Un'ultima considerazione relativa alla didattica interculturale e al mondo giovanile. Quando i docenti propongono o veicolano i ragazzi verso la conoscenza di elementi culturali appartenenti a Paesi extraeuropei debbono sempre di più immaginare che costoro, molto spesso, hanno già familiarizzato con questi fattori in maniera naturale e creativa, secondo le fasi di quel processo che viene chiamato antropo-poiesi giovanile.
L'antropo-poiesi è quel margine culturale che fa sì che l'uomo non sia soltanto un animale di natura ma anche e soprattutto un animale di cultura capace di modellare la sua esistenza e la sua identità personale e sociale attraverso l'appropriazione di elementi differenti e la creazione di forme contraddistintive. Se consideriamo adeguatamente le culture giovanili, noteremo che la presenza di fattori originari di culture extraeuropee sono molteplici e le loro combinazioni avvengono spesso in modo spontaneo senza alcun tipo di mediazione esterna.
L'approccio interculturale deve tener conto di questo movimento spontaneo e naturale precedente all'insegnamento e fare leva su di esso, riconoscendolo come risorsa.
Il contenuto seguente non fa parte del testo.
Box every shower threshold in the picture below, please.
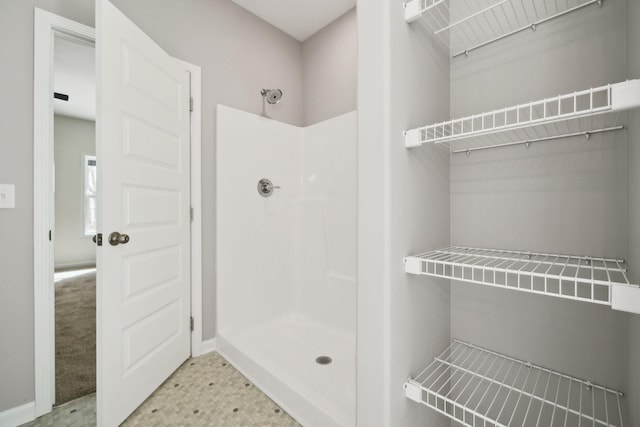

Per ottenere un buon risultato, in altre parole, la didattica deve sapere venire dopo, rinunciando a quella priorità logica e temporale - l'esperienza, l'anzianità, la posizione superiore di chi insegna verso chi apprende - di cui le tradizionali forme di trasmissione del sapere si sono nutrite. L'educazione interculturale, infatti, è co-educazione, scambio di saperi, reciprocità di relazione, maturazione comune di esperienze e competenze dove barriere e fissità di schemi mostrano tutta la loro provvisorietà e la loro inconsistenza.